Ситуация паршивая. При малейшем сопротивлении стрела сорвётся с тетивы. Не увернуться. Промахнуться с такого расстояния сложно. Толстяк, конечно, обращаться с топором не умеет, но это не важно. Воевать, в любом случае, не стоит. Он пришёл сюда за помощью, а не драться.

– Без разговоров мне тут, – взвизгнул первый. Топор в его руках дрожит. – Палку брось!

Человек послушно откинул посох в сторону.

– А теперь иди, – первый ткнул топором в сторону деревни.

Второй, всё так же молча, натягивает тетиву лука, целясь в грудь.

– Так стоять или идти? – криво усмехнулся человек, не удержался, глядя на нервного толстяка.

– Поскалься мне ещё тут, – от волнения, первый стал беспорядочно размахивать оружием. – Иди, говорю!
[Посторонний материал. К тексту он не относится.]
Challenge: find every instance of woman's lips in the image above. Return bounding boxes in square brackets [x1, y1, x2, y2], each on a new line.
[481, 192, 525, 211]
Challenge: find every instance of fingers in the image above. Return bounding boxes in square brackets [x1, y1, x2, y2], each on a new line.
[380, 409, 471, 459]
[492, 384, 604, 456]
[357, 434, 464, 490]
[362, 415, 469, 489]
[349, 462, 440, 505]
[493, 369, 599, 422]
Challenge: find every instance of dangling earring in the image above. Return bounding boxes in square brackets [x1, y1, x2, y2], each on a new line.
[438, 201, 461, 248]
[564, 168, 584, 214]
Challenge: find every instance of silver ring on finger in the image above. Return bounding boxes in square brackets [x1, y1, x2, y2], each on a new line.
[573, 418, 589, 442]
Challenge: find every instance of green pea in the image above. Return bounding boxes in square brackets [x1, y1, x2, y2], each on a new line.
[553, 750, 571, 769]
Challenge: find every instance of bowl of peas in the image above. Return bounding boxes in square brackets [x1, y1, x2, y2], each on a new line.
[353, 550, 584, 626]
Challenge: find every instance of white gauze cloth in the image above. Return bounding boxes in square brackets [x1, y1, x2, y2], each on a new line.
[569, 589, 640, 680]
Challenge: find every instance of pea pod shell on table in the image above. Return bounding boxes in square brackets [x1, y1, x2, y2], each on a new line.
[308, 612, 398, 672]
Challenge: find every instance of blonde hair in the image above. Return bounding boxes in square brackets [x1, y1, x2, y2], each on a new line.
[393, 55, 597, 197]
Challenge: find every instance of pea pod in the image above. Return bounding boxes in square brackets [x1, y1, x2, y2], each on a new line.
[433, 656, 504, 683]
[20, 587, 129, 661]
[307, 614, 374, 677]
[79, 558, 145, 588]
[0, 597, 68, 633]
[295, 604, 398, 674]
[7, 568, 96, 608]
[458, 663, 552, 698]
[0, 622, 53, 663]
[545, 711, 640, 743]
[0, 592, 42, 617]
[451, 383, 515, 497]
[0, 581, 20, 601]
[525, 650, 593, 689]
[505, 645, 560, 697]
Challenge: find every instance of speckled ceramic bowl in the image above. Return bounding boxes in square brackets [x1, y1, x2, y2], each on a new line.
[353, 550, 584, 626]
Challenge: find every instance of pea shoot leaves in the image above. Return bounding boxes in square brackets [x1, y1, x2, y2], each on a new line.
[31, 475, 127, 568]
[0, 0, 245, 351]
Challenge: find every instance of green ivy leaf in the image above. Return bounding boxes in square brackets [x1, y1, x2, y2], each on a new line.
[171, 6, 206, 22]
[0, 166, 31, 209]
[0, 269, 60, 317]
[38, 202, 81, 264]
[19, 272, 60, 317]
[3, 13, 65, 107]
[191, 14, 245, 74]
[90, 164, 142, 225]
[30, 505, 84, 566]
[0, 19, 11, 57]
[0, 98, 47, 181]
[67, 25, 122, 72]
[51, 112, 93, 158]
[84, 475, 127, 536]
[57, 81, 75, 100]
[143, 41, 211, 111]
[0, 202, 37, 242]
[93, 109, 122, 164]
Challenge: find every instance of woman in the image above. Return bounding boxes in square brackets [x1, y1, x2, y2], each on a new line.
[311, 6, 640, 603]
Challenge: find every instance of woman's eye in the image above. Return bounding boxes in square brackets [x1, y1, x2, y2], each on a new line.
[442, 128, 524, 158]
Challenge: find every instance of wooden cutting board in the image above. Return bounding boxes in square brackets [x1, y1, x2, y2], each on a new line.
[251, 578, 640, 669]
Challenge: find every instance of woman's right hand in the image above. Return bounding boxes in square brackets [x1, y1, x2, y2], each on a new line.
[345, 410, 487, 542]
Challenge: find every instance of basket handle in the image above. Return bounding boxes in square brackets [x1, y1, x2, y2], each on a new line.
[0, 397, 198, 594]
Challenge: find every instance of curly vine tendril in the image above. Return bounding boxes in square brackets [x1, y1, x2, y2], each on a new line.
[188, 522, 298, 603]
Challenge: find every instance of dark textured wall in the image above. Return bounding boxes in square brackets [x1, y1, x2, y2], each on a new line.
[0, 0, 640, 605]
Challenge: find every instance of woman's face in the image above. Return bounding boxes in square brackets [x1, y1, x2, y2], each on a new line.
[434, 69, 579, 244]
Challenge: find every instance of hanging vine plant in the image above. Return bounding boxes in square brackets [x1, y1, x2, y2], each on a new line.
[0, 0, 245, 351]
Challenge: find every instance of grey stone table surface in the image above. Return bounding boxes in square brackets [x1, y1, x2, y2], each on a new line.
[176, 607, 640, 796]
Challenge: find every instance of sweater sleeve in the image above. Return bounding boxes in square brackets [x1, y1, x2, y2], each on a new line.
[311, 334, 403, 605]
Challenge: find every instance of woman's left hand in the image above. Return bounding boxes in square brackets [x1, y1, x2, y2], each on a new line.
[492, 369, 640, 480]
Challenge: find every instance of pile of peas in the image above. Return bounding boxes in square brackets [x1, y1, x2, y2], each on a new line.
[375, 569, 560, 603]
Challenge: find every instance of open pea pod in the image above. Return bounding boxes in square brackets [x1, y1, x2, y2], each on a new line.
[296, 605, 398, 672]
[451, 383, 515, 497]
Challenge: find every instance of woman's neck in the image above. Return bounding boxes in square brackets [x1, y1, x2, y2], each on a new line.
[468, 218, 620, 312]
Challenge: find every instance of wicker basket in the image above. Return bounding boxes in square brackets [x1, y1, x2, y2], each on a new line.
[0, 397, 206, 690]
Туды! – снова ткнул топором в сторону деревни.

– Хорошо, хорошо, – примирительно сказал человек, опасаясь того, что топор может, совершенно случайно, задеть его. – Иду.

Увидев приближающихся взрослых, ведущих перед собой незнакомца, дети отвлеклись от игр и стали с интересом разглядывать его. На площадь вышло несколько вооружённых мужчин. Рассмотрев их, человек понял, что это были совсем не воины. В руках у одних обычные топоры, ножи, вовсе не боевые, у других – просто дубины и остро заточенные длинные жерди. Одеты, кто во что горазд: неопределённого цвета рубахи изодраны, штаны явно не по размеру, болтаются, подвязаны бечёвкой. Идут медленно, неуверенно, косятся на чужака. Оружие в руках дрожит. Сброд, а не вояки. Только один из них походит на рыцаря. Поверх чистой, на удивление, целой льняной рубахи надет мятый железный нагрудник, а в руках настоящий, правда, местами проржавевший, меч. Он идёт впереди всей вольницы, пристально глядя на незнакомца. Человек подумал, что это и есть местный староста.

Староста сверкнул глазами и шикнул на глазеющих ребятишек. Те с визгом разлетелись в разные стороны.

– День добрый, незнакомец! – староста подозрительно посмотрел на чужака, остановился в нескольких шагах. Рука его крепко сжимает меч. Знает, как обращаться с оружием. Он уже не молод. Длинные седые волосы падают на плечи. Лицо, изрезанное многочисленными морщинами и шрамами кажется злым, но глаза, светлые, белёсые, глубоко сидящие, выглядывающие из-под густых бровей, не выражают злости. Скорее усталость. Тело подтянутое, крепкое, тренированное.

– И вам доброго дня, – человек улыбнулся, отмечая про себя, что его окружают.

– Откуда путь держишь, мил человек, и куда? – староста не ответил на улыбку. – Кто такой будешь?

– Странник я, господин староста, пилигрим. Иду по миру, ищу себя.

– А имя у тебя есть, странник?

– Имя есть… было… – человек замялся, решая, что стоит сейчас рассказать, а о чём лучше умолчать. – Потерял я его, господин староста. Давно уже никто не звал меня по имени, запамятовал я.